This Is What It's Like to Give Birth When You Have Two Vaginas

Laurie Martino was 26 years old and in the middle of giving birth to her first child when she discovered she had two uteruses. Her doctor tried and failed twice to manually breech her son. He decided on an emergency C-section and was surprised to find two uteruses.

Martino was shocked, but knew it explained some health issues from her past: an onslaught of urinary tract infections that caused kidney reflux disorder, severe cramping periods, etc.


"Doctors should have caught my condition when I was little, every time I had a sonogram," she told Woman's Day. "We have absolutely no idea how they didn't."

Her anomalous congenital condition is known as uterus didelphys, and it affects around one in every 2,000 women — and many of them aren't even aware of their condition. It occurs during the embryonic stage of human development, when a female has more than one "uterine horn." If the two tubes, called Müllerian ducts, fail to fuse together, the uterus does not come together, likely due to an error in the signal instructing cells to migrate. The result: a double uterus with two cervixes and, sometimes, a double vagina.

See Krista Schwab and Victoria Pottle. Both women are 33 years old and have two uteruses. Both were told they wouldn't ever have children naturally, but Schwab is now in the final trimester of a healthy baby boy, and Pottle is a proud mom of three. Schwab has two uteruses, two cervixes, one functioning ovary on the right side, and a vagina separated into two canals by a septum. Pottle also has two uteruses, two cervixes, and one ovary, but she has fallopian tubes on both sides. She had a thin vaginal septum like Schwab, but it tore and dissolved during her first childbirth.
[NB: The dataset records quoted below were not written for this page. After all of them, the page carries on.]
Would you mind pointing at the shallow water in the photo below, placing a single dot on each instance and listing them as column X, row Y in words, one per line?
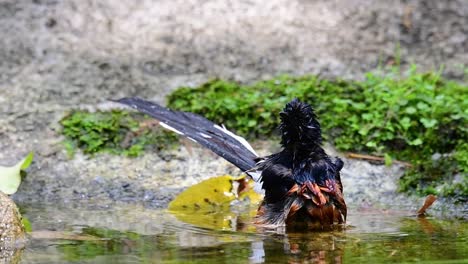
column 134, row 234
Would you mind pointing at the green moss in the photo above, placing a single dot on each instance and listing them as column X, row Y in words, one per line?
column 410, row 118
column 117, row 132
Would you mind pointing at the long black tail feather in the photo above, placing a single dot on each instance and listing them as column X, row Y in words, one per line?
column 229, row 146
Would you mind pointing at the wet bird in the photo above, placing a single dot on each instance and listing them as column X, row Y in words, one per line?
column 302, row 184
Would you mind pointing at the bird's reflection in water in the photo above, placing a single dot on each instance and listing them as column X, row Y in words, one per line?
column 305, row 247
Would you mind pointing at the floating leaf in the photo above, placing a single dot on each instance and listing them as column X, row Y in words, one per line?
column 10, row 177
column 215, row 194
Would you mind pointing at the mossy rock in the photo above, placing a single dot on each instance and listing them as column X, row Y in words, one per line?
column 12, row 232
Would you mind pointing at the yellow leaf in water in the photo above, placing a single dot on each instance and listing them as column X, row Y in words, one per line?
column 215, row 194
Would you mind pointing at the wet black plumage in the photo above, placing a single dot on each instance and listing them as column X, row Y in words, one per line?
column 302, row 183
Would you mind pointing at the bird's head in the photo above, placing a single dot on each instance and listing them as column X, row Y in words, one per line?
column 299, row 125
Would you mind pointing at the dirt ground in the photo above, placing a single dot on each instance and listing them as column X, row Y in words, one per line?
column 60, row 55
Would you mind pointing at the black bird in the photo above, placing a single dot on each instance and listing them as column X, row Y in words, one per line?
column 302, row 183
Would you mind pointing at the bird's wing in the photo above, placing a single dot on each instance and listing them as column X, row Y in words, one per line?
column 221, row 141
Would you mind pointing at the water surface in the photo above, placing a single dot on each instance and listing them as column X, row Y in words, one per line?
column 134, row 234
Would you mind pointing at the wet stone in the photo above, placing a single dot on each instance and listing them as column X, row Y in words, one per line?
column 12, row 233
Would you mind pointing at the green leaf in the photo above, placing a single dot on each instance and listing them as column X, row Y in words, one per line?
column 214, row 194
column 10, row 177
column 415, row 142
column 428, row 123
column 410, row 110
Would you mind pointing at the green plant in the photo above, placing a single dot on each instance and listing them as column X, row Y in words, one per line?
column 117, row 132
column 409, row 118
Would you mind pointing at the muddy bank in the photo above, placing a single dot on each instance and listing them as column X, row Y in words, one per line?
column 56, row 56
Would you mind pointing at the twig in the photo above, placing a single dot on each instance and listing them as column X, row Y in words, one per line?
column 375, row 158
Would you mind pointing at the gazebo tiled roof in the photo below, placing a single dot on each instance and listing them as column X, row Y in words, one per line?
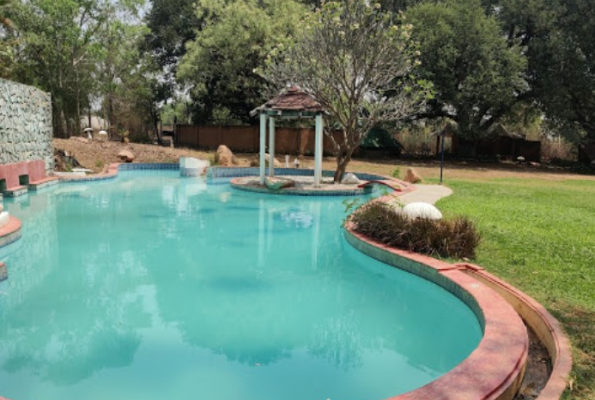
column 290, row 103
column 294, row 100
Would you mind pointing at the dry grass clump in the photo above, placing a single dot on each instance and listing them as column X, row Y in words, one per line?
column 454, row 238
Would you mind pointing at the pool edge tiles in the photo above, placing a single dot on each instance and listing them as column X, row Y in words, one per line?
column 494, row 370
column 10, row 233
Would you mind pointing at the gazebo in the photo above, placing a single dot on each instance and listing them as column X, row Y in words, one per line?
column 291, row 103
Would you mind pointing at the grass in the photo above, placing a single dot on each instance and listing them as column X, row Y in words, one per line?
column 539, row 235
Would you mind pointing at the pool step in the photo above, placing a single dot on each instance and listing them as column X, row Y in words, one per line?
column 43, row 183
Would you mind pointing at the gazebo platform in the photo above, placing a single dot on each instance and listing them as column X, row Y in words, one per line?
column 304, row 186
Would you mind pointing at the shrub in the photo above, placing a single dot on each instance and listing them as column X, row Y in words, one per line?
column 455, row 238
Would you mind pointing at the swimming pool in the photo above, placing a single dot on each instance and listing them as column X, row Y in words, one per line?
column 151, row 286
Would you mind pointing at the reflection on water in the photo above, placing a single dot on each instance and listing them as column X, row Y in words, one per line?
column 163, row 287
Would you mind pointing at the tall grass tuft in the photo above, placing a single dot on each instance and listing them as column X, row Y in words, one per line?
column 455, row 238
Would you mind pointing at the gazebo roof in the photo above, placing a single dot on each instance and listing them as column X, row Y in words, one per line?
column 292, row 102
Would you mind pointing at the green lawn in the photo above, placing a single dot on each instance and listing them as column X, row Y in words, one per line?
column 539, row 235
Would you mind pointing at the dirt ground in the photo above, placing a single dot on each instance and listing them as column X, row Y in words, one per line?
column 97, row 156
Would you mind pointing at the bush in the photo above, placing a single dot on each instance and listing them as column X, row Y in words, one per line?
column 455, row 238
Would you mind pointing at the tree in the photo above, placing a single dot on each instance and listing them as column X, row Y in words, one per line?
column 356, row 61
column 557, row 37
column 236, row 36
column 58, row 54
column 478, row 76
column 171, row 24
column 6, row 42
column 124, row 73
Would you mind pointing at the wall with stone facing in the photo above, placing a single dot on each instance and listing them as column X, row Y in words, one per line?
column 25, row 125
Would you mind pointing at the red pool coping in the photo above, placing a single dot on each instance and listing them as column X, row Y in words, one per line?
column 545, row 326
column 494, row 370
column 10, row 233
column 502, row 353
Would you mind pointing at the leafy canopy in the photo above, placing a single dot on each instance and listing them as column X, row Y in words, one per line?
column 355, row 60
column 477, row 74
column 235, row 38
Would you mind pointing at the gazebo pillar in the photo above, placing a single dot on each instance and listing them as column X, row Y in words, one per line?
column 318, row 151
column 271, row 146
column 263, row 133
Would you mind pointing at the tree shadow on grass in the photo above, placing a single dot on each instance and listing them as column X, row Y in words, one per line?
column 579, row 324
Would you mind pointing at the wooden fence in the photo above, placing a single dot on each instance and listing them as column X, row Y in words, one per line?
column 246, row 139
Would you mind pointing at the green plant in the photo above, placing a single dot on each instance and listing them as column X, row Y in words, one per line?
column 383, row 223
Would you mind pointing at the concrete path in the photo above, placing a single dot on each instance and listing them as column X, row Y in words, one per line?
column 426, row 193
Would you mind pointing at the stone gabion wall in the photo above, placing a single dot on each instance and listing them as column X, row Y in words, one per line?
column 25, row 125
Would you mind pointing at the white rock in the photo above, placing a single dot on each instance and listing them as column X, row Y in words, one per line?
column 4, row 217
column 422, row 210
column 350, row 179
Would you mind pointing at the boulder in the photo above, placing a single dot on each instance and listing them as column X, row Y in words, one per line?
column 126, row 156
column 422, row 210
column 225, row 157
column 350, row 179
column 412, row 176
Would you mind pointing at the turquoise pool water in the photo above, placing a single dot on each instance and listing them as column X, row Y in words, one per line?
column 155, row 287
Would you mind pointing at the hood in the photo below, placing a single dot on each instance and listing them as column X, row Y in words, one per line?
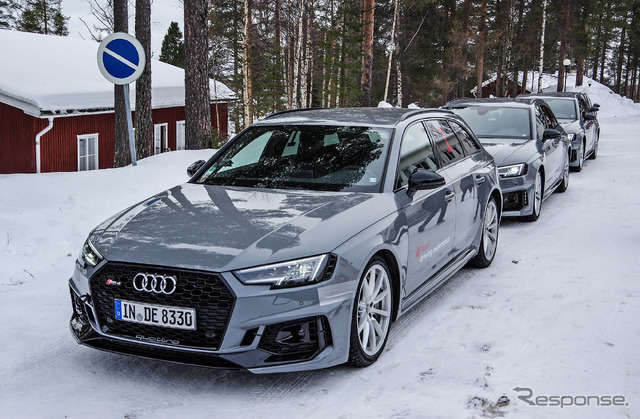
column 514, row 152
column 220, row 228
(Photo: Krista Schwab / Woman's Day)

All three women discovered that they had two uteruses later in life — something that's not uncommon for women with uterus didelphys, according to Dr. Robert Zurawin, M.D., obstetrician and gynecologist at Baylor College of Medicine in Houston, Texas.

"There would be no reason for them to [know]," Dr. Zurawin told Woman's Day. "It's asymptomatic, but gynecologists should be able to detect it anyway."

Although Dr. Zurawin says uterus didelphys is asymptomatic, some women, like Martino, may experience pain or other symptoms — which most likely means they're an exception to the no-symptoms rule.

"My doctor said it's closest to uterus didelphys, but it is very different than most — that could be why I experienced pain," Martino, now 28, told Woman's Day.

Uterus didelphys doesn't exactly cause problems with getting pregnant — the issues pop up after conception. While you may think the vaginal septum could cause issues obstructing intercourse or expelling blood and discharge (which it totally can), one side of the septum can actually stretch, and become the preferred side.

Women with the condition usually try their luck on both sides of their vaginal septums. It's possible that both uteruses could get pregnant (and go into labor) at the same time, but it's not possible for one uterus to get pregnant after the other already is, simply because the body stops ovulating.

(Photo: Victoria Pottle / Woman's Day)

Dr. Zurawin says women with uterus didelphys do not always have fully developed uterine linings, which is where implantation of a fertilized egg and the attachment of the placenta (which supplies oxygen and nutrients to the fetus) occurs. Another issue pregnant women with two uteruses run into is when the uterus is irregularly shaped, preventing it from stretching to accommodate a growing fetus, a factor that could cause a breech birth.

Now that doctors are learning more about the condition, diagnosed women are using social media to connect, share stories and offer support to one another. In fact, Martino started a private Facebook group after she was diagnosed.

"Once I started telling people about it, a friend knew [another woman with the condition]," Martino says. "I got her number and texted her one day and said, 'Hey, I heard that you have two uteruses,' and then we became good friends."

Both Schwab and Pottle rely on Martino's Facebook group for support.

"There are things that my doctor wanted to do like pap smears and cultures that you don't do if you have my condition," Schwab told Woman's Day, explaining that cultures could scrape the already thin cervix. "My doctor wasn't aware and she was going to do it; if it weren't for that Facebook group, I could have possibly lost the baby."


Both of Martino's pregnancies were happy, healthy surprises; she was even able to find a high-risk doctor trained in vaginal birth after Caesarian or VBACs so she didn't have to undergo another surgery after the birth of her first son.

"I would tell people to not live in fear in thinking that they can't have kids if there's this abnormality," she says. "So many doctors will plant that in your head. I want to encourage other women: If [your reproductive system] is different, don't live in fear. There's a reason we're created how we are."